The accumulation of highly curated data in public repositories with detailed descriptions of the experimental conditions used to measure nanomaterial properties may also contribute to solving the “reproducibility crisis” described in the authoritative Nature editorial.11 With the recognition that reproducibility of research results is extremely challenging, Nature, in 2013, began requesting full method descriptions, with no content limit, in order to maximize experimental information and the possibility for peer reproduction.11 The Nature Nanotechnology editorial concerning the reproducibility initiative was published in 2014;13 it stated that the journal “will be encouraging authors to deposit data in repositories” and recommended, “that authors choose repositories that provide expert curation to ensure the data are discoverable and can be linked to the paper”. It is hard to overestimate the importance of support by scientific journals for establishing FAIR (Findable, Accessible, Interoperable, Reusable) Data Principles14 to maximize the data utility for accelerating nanotechnology research.

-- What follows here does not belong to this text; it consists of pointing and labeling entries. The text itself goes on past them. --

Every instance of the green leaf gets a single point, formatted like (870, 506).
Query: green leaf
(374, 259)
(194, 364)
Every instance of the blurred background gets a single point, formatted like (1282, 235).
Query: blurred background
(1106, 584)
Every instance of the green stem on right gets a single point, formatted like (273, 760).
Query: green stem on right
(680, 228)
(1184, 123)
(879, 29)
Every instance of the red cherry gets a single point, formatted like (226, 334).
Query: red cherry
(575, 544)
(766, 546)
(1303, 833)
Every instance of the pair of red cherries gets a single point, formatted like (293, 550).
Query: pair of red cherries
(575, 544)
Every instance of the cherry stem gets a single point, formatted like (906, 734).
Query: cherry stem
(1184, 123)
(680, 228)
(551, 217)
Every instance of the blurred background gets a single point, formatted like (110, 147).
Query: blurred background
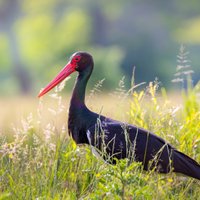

Databases that accept and curate primary data depositions from experimental laboratories represent an invaluable means of flagging incomplete, suspicious, inconsistent, or irreproducible data. Indeed, the variability of synthetic approaches, storage, and handling can change many key physico-chemical and biological characteristics of nanomaterials. Thus, it is critical to capture and report all specific details of the experiments. A post-submission curation process, with the help of the MIAN6,12 ontology and standardized data format developed by ISA-TAB-Nano, would identify duplicative materials and compare their characteristics or highlight inconsistency of experimental nanomaterial characterization. Thus, data sharing through deposition into nanomaterial databases would significantly contribute to solving the reproducibility crisis.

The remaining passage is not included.